[Pythonmac-SIG] Re: the iBook's irresistible charms
Alex Martelli
aleaxit at yahoo.com
Wed Jan 7 06:16:13 EST 2004
On Wednesday 07 January 2004 12:19 am, Konrad Hinsen wrote:
...
> > than walking over to my study...!-) [[now what I _really_ need is a
> > good port of OO.o 1.1, with PyUNO scripting and all... 1.0.3 just
> > doesn't cut it, and I sure ain't gonna splurge on MS Office X...]]
>
> I am waiting for that as well...
There's a 1.1 RC3 -- working on the X side only, but still... -- that I've
found, downloaded, and am gonna try out as soon as I get some free time --
I'm gonna let you know once I've tried it.
> > until a few days ago my sights for "a future 64-bit-CPU machine" were
> > firmly fixed on AMD-64 boxes, right now a Powermac G5 _is_ starting to
> > look very alluring (even though _its_ price/performance ratio vs cheap
> > AMD-64 boxes isn't really all that good...)!
>
> I still prefer AMD boxes for number crunching, but those noisy beasts
> needn't be on my desktop.
Right, unless you need unbelievably fast bandwidth from the number crunching
to the video output, I guess; that's when the Powermac G5 quiet operation
would be a real winner, I suspect. Not really my application area, though;
the heavy computations are "batch-like", I don't really need truly advanced
interactive / video visualization, I believe.

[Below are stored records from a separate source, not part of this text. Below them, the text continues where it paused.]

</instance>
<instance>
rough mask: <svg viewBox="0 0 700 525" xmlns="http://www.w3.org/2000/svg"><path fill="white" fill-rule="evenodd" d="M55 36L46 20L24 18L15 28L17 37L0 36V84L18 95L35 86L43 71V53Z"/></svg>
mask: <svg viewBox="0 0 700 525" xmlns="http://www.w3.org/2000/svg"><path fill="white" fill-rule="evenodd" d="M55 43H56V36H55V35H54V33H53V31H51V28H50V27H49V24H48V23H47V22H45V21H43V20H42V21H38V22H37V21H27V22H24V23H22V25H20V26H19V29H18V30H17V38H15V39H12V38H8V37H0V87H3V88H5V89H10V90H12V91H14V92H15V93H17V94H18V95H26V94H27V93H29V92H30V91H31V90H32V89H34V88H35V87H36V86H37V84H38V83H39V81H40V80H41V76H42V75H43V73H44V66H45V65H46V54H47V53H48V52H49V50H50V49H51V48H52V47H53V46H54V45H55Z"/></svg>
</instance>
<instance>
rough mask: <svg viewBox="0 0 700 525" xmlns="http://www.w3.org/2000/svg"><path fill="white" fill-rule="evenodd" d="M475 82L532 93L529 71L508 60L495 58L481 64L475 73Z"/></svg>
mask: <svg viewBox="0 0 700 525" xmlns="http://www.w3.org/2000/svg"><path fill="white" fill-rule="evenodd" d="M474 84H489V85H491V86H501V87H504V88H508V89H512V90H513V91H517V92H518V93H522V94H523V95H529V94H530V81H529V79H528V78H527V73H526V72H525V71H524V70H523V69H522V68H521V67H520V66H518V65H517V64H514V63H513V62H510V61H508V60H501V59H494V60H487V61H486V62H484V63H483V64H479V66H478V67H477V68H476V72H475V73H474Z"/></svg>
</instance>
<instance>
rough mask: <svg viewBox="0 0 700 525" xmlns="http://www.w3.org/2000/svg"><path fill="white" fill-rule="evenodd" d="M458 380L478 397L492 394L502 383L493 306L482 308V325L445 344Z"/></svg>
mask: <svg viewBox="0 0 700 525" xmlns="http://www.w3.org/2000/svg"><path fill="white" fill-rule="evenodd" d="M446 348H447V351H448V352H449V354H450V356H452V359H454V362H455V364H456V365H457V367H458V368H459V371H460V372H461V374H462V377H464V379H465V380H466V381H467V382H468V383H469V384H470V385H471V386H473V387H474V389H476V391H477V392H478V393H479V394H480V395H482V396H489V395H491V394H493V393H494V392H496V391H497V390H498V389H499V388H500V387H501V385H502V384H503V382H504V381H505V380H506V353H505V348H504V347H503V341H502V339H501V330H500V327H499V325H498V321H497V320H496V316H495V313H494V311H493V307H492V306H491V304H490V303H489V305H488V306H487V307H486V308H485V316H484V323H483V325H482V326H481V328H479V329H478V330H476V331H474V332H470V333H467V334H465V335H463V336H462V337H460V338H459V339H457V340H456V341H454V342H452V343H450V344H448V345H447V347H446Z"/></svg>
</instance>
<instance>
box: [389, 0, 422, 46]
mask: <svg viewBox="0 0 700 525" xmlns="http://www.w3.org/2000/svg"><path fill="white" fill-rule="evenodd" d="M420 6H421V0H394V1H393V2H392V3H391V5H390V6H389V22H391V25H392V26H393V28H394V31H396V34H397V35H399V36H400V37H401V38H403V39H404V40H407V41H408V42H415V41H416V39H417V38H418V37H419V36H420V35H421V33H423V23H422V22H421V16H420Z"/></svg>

> There is a nice tool that I found for use with Python on the Mac (to
> get back on topic...), although it isn't really advertised as such. It
> is called VoodooPad (at www.flyingmeat.com). It is best described as a
> Wiki for local use, but it has some nice extras, one of which being the
> possibility to execute a page as a script, also in Python.
>
> This won't replace an IDE (no way to write modules for example), but I
> find it great for throw-away scripts that I do want to keep for
> reference ("What did I do three months ago?"). Keeping the scripts in a
> Wiki-like environment makes it possible to put them together with
> explanations, other scripts, output, graphics, etc., which I find a lot
> more attractive that dozens of files with names such as "run2.py" that
> can easily get lost.
Neat advice, thanks! And yes, it does sound like a really useful tool.